February 11, 2004
Attendees

* Jim Jokl, U. Virginia
* Eric Norman, U. Wisconsin
* Jeff Schiller, MIT
* Shelley Henderson, USC
* Bob Morgan, U. Washington
* Renee Frost, Internet2
* Neal McBurnett, Internet2
* Jeanette Fielden, Internet2

Discussion
Revised Profiles for PKI-Lite

The revised version of the PKI-Lite profile posted to the web site includes requiring basic constraints to be critical. A new section was added for the identifier for subject alt name in the identity certificate. Several different software vendors, Microsoft, Cisco ACS, and Funk handle it this way. It's not clear if all types of software would back off the same way to presuming there is a unique subject name. A sentence will be added to that effect. The updated root certificate is identical to the previous one except it requires basic constraints to be marked critical. The group accepted the changes.
InCommon end-entity profile

Eric pointed out and Jeff concurred that MIME type under authority information access is incorrect. Jim believed that it was tested and worked for Microsoft. He was not sure if it was required or simply the default.

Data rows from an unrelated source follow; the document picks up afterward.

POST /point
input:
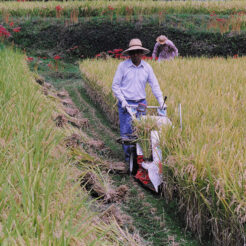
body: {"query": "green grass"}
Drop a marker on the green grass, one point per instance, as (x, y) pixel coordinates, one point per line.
(204, 160)
(41, 204)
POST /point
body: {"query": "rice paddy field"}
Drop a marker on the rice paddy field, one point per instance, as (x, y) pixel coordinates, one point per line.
(42, 202)
(204, 165)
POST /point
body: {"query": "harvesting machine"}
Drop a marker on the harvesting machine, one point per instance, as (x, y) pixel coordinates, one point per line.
(146, 169)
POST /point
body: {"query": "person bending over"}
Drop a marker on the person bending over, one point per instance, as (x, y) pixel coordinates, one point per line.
(164, 49)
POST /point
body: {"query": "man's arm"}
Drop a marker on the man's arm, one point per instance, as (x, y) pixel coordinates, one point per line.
(155, 86)
(117, 83)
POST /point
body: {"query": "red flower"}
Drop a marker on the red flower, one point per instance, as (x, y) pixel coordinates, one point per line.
(213, 14)
(30, 59)
(4, 32)
(57, 57)
(110, 8)
(75, 47)
(118, 50)
(58, 8)
(16, 29)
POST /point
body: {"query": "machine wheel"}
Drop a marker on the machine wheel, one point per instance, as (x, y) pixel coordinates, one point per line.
(133, 167)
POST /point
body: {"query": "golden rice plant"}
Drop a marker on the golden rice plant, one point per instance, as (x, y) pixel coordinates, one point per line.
(126, 8)
(41, 201)
(205, 160)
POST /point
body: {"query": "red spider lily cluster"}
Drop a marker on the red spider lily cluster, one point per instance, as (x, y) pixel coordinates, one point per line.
(57, 57)
(213, 14)
(110, 7)
(58, 8)
(4, 33)
(116, 53)
(30, 59)
(16, 29)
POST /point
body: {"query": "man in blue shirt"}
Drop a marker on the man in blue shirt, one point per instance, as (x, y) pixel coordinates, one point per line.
(129, 84)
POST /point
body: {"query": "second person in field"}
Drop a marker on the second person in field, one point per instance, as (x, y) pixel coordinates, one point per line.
(164, 49)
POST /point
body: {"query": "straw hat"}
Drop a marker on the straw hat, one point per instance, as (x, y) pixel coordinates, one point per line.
(161, 39)
(135, 44)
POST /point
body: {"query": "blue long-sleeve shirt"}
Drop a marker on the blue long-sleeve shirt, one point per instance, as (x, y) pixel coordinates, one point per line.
(130, 81)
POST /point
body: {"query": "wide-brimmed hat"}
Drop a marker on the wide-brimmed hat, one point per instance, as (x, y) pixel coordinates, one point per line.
(161, 39)
(135, 44)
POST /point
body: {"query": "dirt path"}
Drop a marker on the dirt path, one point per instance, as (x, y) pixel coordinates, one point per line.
(151, 216)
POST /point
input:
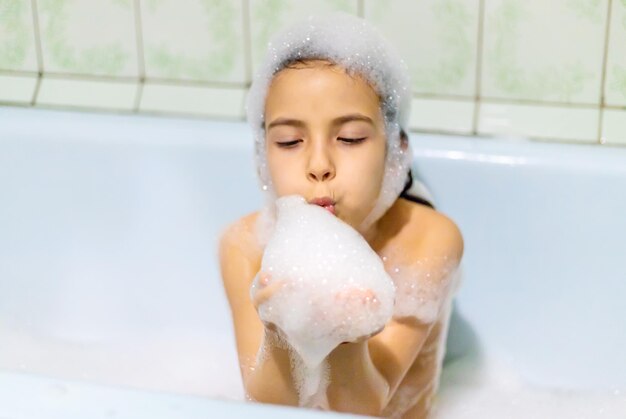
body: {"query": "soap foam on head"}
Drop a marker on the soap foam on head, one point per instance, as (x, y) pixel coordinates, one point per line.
(357, 46)
(335, 288)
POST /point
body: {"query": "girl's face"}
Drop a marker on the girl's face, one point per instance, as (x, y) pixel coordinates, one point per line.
(325, 138)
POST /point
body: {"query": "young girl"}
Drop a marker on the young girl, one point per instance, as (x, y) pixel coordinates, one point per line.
(329, 111)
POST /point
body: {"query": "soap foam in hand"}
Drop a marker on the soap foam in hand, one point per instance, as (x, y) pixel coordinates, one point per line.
(335, 288)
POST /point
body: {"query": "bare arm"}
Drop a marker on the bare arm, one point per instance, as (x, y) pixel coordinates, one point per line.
(265, 364)
(393, 351)
(364, 375)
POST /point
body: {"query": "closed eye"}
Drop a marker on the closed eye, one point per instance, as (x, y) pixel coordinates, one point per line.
(287, 144)
(351, 140)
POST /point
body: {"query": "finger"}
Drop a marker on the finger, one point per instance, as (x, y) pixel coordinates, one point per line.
(265, 293)
(264, 279)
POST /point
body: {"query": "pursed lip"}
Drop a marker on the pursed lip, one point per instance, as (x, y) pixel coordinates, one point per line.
(326, 202)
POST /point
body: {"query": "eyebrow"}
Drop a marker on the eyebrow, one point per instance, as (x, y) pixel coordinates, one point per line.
(337, 121)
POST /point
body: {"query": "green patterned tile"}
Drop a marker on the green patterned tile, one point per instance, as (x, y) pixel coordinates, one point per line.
(615, 85)
(17, 41)
(193, 40)
(437, 39)
(269, 16)
(95, 37)
(544, 50)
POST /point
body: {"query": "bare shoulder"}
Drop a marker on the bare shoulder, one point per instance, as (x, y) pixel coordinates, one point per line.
(430, 233)
(240, 234)
(239, 256)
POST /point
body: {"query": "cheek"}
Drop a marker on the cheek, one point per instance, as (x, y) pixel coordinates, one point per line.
(279, 171)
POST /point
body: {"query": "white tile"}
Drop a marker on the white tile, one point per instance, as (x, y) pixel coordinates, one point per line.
(615, 85)
(193, 40)
(17, 89)
(437, 39)
(549, 122)
(88, 37)
(192, 100)
(87, 93)
(17, 39)
(268, 17)
(614, 126)
(442, 115)
(544, 50)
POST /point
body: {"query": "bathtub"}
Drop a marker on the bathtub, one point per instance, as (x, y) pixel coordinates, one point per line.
(111, 302)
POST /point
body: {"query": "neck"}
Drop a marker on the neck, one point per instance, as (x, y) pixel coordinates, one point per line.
(372, 234)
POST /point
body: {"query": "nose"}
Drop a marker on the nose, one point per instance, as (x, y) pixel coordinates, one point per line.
(320, 167)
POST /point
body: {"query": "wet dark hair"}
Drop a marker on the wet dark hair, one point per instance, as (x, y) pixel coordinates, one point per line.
(409, 182)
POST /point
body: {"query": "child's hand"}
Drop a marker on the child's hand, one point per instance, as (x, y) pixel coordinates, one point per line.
(266, 287)
(351, 303)
(356, 300)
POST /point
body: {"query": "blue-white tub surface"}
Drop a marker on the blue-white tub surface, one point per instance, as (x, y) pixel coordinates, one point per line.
(111, 302)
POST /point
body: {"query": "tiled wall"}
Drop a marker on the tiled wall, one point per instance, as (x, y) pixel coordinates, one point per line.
(548, 69)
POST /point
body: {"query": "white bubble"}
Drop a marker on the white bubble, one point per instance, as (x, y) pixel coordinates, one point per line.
(332, 299)
(357, 46)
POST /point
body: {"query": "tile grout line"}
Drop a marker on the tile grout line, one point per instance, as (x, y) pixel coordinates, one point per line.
(479, 66)
(39, 52)
(247, 50)
(141, 64)
(607, 31)
(247, 39)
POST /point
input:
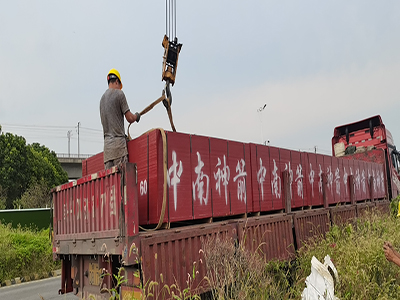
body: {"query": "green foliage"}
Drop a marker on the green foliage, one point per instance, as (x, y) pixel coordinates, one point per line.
(394, 206)
(356, 251)
(24, 252)
(3, 198)
(37, 195)
(23, 165)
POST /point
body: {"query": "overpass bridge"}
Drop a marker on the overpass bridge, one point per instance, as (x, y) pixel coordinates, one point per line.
(72, 164)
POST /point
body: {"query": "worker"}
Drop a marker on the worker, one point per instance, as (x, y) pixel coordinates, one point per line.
(113, 108)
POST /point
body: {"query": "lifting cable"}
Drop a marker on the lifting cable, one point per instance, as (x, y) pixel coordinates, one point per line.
(170, 63)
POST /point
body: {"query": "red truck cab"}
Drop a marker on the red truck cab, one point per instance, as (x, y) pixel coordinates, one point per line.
(366, 136)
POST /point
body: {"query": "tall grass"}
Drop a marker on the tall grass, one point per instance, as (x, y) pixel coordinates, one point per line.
(355, 249)
(25, 252)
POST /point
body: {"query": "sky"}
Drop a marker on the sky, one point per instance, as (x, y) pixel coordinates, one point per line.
(314, 64)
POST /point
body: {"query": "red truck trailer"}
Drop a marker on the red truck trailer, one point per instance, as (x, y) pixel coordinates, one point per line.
(370, 140)
(152, 215)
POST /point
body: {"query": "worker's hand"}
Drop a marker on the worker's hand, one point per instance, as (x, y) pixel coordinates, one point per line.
(165, 102)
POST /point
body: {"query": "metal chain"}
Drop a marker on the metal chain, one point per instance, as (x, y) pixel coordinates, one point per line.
(170, 19)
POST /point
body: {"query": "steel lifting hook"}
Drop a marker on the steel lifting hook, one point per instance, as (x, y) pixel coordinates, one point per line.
(167, 91)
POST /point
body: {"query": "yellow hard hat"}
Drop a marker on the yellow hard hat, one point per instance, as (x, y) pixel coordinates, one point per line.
(116, 73)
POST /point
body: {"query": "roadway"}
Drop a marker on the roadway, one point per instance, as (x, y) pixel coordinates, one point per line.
(45, 289)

Shelley e-mailed the list regarding questions from her sysadmins on PGP vs. S/MIME, which is preferable and why. In general it's not a one is better than the other, but which is better for a given situation. For a campus full of people S/MIME scales better, for a small group PGP works well. When deploying certificates on a campus it's usually done in the context of a variety of applications, of which S/MIME is just one application. There was general consensus that it would be useful to put together information about PGP vs. S/MIME, and PGP deployment for the HEPKI-TAG web site. Shelly indicated they have a PGP web at USC to send CSR's via e-mail. They are working on a web application to accept CSR's in an authenticated fashion with PGP.
Jeff has a PGP key signer based on Kerberos authentication.

Neal has received a request from the Jabber Software Foundation (JSF) for a signing certificate from USHER. The I2IM group is working with instant messaging and there is interest in using certificates to authenticate, especially for server-to-server authentication for the federation XMPP servers that would want to trust among themselves. This would be similar to the piloting of certs that is done with Shibboleth via InQueue. A Jabber pilot could use the same set of CA's that is used for InQueue. The general feeling was that it would be preferable to gain experience with a number of more typical cases with USHER first.

Steve Hanna is looking for help with respect to the OASIS PKI Technical Committee (PKI TC) Action Plan. It was agreed that people needed time to review the action plan before committing to take on work relating to it.

Bob Morgan attended a Mellon foundation retreat to discuss opportunities and overlaps between projects, including new applications that imply somewhat different models of security. Dartmouth has submitted a proposal to use PKI in some form of capitalization in Chandler and Lionshare.
Action Items

1. [AI] Jim: Will draft a paragraph outlining that for the http URL we expect it to be pointing at a PKCS7 that will operate with Windows.
2. [AI] All: Please send Jim signed messages so he can get the certs up on the PKIdev repository for downloading.
3. [AI] Jim will send e-mail to the list of what certs are available on PKIdev. Sorry the action item got omitted:
4. [AI] All: S/MIME: please send signed messages from different clients to the list so we can fill out the table on the S/MIME client data. Barry will arrange for a new Apple client signed message sent to be sent to the list. Eric will send an S/MIME signed message from Pine to the list.
5. [AI] Bob will forward the link to Chandler and the Dartmouth PKI proposal sent to Chandler.
6. [AI] Neal: Will contact Peter St. Andre about participating in the next HEPKI-TAG call.
7. [AI] Jeff will send the PGP key signer to Shelly for review.
8. Shelly indicated that they have some USC specific documentation on PGP deployment at www.usc.edu/authx.
9. [AI] Shelly will oversee the development of a PGP deployment guide for the HEPKI-TAG site
10. [AI] Neal will invite Steve Hanna to the next HEPKI call.